29.04.2019 | Jan Becker

„Bringt Bagger!“ prangte es vor Jahren am Schacht des Bergwerks in Gorleben, nachdem Atomkraftgegner*innen den Turm erklommen hatten. Nun kam der Bagger wirklich, die Festungsmauer um das Gelände wird abgerissen und das Bergwerk offiziell in den „stand by“ geschickt. Teil einer Strategie - denn Gorleben wird auch künftig Favorit in der Atommüll-Lagersuche bleiben.

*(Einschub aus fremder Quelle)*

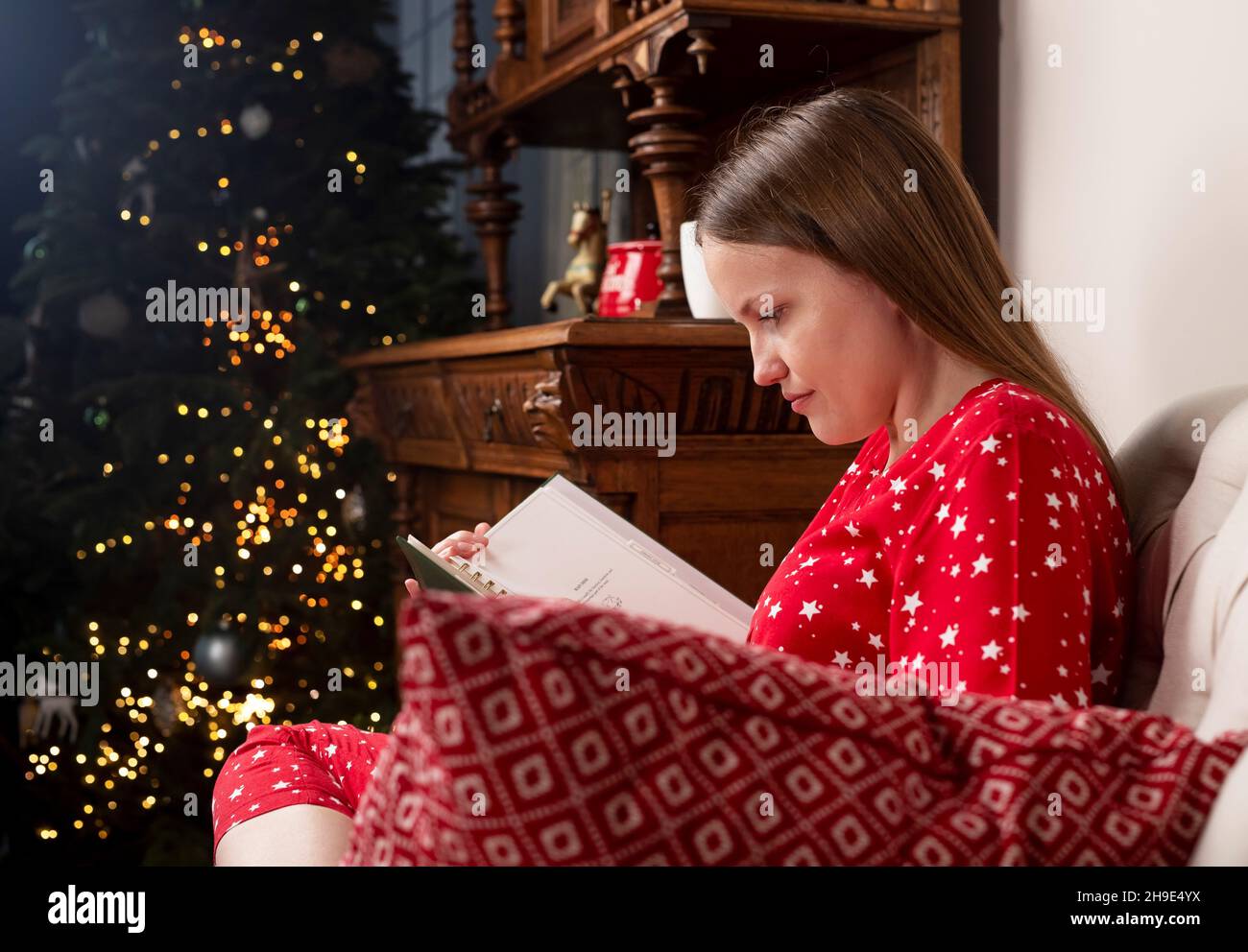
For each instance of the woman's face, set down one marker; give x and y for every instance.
(831, 335)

15.4.19 - Mauerabriß in Gorleben
Foto: publiXviewing
Gorleben: Seit dem 15. April wird die Festungsmauer abgerissen

Ziemlich genau 40 Jahre nach dem legendären Anti-Atom-Treck nach Hannover wurden am 15. April die Erkundungsarbeiten in Gorleben offiziell beendet. Im Zuge des Neustarts der bundesweiten Suche nach einem Atommüll-Lager sind die Erkundungsarbeiten im Salzstock eigentlich schon seit 2013 eingestellt. Ab sofort heißt es nun offiziell „Offenhaltungsbetrieb“. Der Erkundungsbereich ist abgesperrt worden, alle nicht mehr erforderlichen Maschinen und Fahrzeuge wurden an die Oberfläche geholt. Für etwa die nächsten zehn Jahre - dann sollte es ja laut Gesetz eine „Standort-Entscheidung“ geben - wird der Salzstock in 840 Meter Tiefe nur noch für Wartungsarbeiten betreten.

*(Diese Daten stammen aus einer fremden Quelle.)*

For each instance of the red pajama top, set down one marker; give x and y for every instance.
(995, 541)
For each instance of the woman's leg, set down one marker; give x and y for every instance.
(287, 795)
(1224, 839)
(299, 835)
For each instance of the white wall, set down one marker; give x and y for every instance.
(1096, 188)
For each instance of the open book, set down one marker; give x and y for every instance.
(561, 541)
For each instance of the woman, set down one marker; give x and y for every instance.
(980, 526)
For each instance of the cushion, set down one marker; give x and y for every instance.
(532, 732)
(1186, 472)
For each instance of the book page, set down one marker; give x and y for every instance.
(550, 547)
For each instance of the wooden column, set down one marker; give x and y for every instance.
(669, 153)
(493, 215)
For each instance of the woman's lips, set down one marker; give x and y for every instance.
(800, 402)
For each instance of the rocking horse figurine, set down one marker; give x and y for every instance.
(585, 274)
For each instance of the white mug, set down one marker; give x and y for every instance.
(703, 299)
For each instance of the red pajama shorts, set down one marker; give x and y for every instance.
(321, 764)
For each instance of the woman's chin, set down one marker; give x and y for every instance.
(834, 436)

Am selben Tag wurde damit begonnen, die über 2000 Meter lange Festungsmauer um das Bergwerk abzureißen. Ein 80 Meter langes Teilstück der Sicherheitsmauer wurde an den Landkreis und die Bürgerinitiative Umweltschutz Lüchow-Dannenberg übergeben. Es soll als „Mahnmal für eine verkorkste Atommüllpolitik“ stehen bleiben, so sehen das die Gorleben-Gegner*innen. Künftig soll nur noch ein „industrieüblicher“ Sicherheitszaun das Gelände umgeben.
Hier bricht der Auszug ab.